What Is the Difference Between Latin American & European Soccer?


More than a century of competitive world soccer has shaped the perceived differences between Latin American and European soccer styles. Some of these generally accepted differences have almost become stereotypes, surviving despite the continually changing nature of the modern game. However, basic soccer philosophies differ between cultural regions, and both Europe and Latin America possess their own fundamental styles.

Style of Play

Latin American teams traditionally play an open style of soccer. The style of play is free-flowing, and the focus is on attack. In comparison, the general view of European play is one of greater discipline and less freedom of expression. European tactics tend to focus on denying the opposition space in which to move, resulting in a tighter and more cautious approach. These are general overviews, and ones that the modern game is perhaps eroding. The 21st century has seen Latin American teams such as Brazil and Argentina tighten up their defensive play, often at the expense of truly open soccer. In contrast, the German national team, once known for its rigid efficiency, displayed an open and attacking style of soccer during the 2010 World Cup.


Latin American soccer players are renowned for their technical abilities. They are confident with the ball at their feet and happy to take on opposing defenders one on one. Latin American soccer players move the ball spontaneously and with many individual-based plays. European soccer does not emphasize individuality to such an extent. Coaches focus upon team play and encourage direct passing between players rather than technical trickery. Obvious exceptions to this general rule include Spain, for example, which won the 2010 World Cup with a showy display of technical football.


Lying somewhere beyond technical ability is natural flair, something that Latin American players possess in abundance. The Brazilians are the kings of style, and their passion for doing the unexpected seems to have spread throughout the entire Latin American region. Pele, Diego Maradona, Ronaldo, Ronaldinho and Lionel Messi are just a few names on a long list of Latin American showmen. Europe has also produced its fair share of flair players such as Zinedine Zidane and Cristiano Ronaldo, but most fans and pundits still look upon Latin America as the home of flamboyant soccer.

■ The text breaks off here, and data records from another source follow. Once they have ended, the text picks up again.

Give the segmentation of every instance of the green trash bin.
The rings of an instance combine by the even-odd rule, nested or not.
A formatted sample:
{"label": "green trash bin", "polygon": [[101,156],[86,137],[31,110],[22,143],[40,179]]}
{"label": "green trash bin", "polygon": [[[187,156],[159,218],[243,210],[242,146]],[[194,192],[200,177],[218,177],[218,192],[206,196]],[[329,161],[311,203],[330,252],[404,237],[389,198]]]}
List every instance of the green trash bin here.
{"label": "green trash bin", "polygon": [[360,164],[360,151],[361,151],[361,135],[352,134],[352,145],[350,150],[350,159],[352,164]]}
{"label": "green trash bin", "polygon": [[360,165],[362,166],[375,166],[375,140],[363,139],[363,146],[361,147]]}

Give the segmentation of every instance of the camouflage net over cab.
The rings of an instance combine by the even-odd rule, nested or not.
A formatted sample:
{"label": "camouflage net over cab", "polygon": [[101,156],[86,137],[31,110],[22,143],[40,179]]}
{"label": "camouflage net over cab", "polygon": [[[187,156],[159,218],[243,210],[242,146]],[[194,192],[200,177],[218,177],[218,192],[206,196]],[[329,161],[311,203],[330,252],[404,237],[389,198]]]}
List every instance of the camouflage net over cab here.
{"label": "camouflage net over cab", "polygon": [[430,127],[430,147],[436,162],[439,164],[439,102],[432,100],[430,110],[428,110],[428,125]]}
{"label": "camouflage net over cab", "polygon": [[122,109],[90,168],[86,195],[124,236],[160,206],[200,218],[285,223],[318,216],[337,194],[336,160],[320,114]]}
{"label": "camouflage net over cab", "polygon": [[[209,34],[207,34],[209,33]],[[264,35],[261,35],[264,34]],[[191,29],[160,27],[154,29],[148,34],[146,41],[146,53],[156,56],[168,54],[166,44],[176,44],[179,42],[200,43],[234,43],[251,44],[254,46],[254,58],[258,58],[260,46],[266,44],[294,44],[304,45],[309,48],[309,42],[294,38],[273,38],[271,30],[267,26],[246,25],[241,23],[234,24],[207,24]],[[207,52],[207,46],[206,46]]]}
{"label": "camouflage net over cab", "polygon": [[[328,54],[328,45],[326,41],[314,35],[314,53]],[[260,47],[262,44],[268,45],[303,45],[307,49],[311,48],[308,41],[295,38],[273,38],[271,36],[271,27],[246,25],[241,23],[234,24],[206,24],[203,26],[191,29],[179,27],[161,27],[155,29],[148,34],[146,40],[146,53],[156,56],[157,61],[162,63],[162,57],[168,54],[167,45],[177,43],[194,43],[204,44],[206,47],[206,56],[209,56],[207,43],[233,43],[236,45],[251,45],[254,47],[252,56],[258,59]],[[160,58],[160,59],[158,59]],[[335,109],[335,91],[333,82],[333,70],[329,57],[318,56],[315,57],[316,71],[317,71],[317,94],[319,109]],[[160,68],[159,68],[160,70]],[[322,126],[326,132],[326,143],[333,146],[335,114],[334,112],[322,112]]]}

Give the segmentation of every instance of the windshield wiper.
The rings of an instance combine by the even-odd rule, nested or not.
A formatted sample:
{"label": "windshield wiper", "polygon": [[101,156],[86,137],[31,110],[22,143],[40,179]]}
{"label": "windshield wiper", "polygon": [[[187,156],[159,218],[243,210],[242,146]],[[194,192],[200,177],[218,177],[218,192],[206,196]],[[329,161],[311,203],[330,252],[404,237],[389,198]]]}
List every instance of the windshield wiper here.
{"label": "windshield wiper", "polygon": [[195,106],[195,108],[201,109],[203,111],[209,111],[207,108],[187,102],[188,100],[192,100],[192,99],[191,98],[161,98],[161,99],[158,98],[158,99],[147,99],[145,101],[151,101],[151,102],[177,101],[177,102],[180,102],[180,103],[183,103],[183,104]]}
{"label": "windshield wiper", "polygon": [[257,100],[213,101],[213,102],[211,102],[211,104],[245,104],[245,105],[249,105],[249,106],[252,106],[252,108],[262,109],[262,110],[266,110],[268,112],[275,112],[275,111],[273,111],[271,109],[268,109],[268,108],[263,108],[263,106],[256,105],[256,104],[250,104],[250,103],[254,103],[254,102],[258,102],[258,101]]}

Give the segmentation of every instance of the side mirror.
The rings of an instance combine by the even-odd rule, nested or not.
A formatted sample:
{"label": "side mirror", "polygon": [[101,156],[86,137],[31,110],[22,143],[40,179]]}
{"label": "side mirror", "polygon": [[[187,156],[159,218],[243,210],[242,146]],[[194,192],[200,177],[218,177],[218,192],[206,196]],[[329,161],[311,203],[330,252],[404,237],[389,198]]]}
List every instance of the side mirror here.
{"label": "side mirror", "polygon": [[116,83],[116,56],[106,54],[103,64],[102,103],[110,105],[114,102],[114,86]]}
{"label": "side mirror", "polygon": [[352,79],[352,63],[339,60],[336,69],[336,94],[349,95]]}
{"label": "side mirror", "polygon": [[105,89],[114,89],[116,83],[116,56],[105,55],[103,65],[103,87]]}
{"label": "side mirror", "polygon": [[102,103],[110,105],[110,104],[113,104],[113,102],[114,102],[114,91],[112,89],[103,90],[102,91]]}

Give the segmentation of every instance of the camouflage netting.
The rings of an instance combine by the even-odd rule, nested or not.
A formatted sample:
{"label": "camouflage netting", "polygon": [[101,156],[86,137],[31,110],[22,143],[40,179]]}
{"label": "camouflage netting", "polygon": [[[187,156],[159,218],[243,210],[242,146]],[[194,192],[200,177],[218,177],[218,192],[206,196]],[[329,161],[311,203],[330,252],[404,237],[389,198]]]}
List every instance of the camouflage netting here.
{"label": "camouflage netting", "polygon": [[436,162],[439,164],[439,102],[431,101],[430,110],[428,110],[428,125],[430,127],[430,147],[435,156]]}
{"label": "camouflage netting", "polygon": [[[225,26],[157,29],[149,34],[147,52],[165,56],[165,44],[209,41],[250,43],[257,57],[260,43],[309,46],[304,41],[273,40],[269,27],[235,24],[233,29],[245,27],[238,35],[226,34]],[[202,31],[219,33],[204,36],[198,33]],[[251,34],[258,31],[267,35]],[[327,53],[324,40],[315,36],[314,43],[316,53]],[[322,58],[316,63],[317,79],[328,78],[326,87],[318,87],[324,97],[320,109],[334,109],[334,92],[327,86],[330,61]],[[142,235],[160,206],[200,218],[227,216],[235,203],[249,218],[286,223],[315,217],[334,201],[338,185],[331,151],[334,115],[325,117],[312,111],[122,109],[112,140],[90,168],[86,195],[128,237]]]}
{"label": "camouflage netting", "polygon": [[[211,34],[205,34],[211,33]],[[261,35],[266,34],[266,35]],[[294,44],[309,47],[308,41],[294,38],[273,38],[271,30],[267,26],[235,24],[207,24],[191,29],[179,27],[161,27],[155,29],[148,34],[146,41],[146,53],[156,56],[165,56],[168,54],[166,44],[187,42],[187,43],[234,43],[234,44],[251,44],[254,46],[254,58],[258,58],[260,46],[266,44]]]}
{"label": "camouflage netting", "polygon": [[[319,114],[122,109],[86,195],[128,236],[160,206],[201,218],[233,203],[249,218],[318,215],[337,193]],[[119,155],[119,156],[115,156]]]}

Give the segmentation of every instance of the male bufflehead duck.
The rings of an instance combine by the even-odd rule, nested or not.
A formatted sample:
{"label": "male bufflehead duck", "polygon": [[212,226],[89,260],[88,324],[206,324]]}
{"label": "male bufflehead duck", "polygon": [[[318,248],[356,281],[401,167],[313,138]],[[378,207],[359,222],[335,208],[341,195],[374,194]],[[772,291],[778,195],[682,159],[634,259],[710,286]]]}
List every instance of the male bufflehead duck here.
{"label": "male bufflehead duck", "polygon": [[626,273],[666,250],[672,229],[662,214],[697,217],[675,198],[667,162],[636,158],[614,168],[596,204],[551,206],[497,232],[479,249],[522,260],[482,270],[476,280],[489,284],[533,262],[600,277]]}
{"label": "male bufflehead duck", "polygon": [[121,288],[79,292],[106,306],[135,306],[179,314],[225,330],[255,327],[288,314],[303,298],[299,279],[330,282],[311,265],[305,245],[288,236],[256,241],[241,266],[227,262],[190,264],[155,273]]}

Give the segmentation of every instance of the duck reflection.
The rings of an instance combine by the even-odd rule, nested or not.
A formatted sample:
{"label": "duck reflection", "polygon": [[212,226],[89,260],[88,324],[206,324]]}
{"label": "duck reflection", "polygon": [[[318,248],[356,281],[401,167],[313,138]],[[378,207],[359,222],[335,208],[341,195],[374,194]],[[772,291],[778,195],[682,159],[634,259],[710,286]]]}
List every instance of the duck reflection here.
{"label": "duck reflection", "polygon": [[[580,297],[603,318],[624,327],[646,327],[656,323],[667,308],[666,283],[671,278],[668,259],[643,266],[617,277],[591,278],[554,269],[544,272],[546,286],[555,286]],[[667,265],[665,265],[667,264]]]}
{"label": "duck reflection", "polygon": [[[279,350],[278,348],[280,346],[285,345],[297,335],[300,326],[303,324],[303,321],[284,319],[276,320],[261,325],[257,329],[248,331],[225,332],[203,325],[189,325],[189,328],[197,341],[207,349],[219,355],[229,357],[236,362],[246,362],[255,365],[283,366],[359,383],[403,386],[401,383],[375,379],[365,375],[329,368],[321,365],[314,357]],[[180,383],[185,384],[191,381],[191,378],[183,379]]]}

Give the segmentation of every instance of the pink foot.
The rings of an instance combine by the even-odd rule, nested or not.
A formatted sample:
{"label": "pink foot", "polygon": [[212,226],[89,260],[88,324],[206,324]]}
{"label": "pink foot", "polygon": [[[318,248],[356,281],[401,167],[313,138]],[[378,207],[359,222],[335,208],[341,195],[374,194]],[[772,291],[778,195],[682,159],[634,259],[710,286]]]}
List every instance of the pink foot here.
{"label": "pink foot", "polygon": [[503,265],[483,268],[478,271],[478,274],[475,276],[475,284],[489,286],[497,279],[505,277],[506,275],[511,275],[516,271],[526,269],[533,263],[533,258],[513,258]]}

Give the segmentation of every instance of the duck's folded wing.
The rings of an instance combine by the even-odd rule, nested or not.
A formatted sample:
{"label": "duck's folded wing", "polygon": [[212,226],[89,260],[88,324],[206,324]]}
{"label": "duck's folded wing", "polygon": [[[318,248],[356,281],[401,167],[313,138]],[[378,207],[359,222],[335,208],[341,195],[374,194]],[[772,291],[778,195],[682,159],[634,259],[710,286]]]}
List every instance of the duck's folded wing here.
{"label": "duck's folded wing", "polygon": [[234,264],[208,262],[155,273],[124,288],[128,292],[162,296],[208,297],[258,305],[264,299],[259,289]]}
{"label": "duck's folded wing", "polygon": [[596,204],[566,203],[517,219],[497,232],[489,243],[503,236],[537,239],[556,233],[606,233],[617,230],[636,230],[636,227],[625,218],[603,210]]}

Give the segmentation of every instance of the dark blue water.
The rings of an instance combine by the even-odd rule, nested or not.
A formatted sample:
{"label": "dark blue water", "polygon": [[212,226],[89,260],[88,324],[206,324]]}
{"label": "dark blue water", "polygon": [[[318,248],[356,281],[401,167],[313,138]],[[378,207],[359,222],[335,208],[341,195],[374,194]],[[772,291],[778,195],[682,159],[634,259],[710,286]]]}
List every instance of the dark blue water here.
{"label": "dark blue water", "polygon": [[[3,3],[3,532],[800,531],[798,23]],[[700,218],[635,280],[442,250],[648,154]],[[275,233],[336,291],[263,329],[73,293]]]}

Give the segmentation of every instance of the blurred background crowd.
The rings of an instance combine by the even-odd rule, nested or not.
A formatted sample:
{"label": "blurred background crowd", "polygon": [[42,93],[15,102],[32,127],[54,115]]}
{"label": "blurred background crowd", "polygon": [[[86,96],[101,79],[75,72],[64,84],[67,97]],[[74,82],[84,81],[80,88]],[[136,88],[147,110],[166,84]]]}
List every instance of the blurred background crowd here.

Some of the greatest goalkeepers of all time have come from Latin America. Ubaldo Fillol and Amadeo Carrizo from Argentina, Gilmar from Brazil and Jose Luis Chilavert from Paraguay are all notable examples. However, Latin American goalkeepers have a reputation for eccentricity and unreliability, thanks largely to some woeful performances by Latin American goalies in World Cup competitions. As for eccentricity, no goalkeeper can rival former Colombian international goalie Rene “El Loco” Higuita. Higuita was known for dribbling the ball up the pitch, scoring goals from free kicks and, most famously, the Scorpion Kick save. Despite being a hugely popular and entertaining player, his antics didn’t help restore the global reputation of Latin American goalkeepers.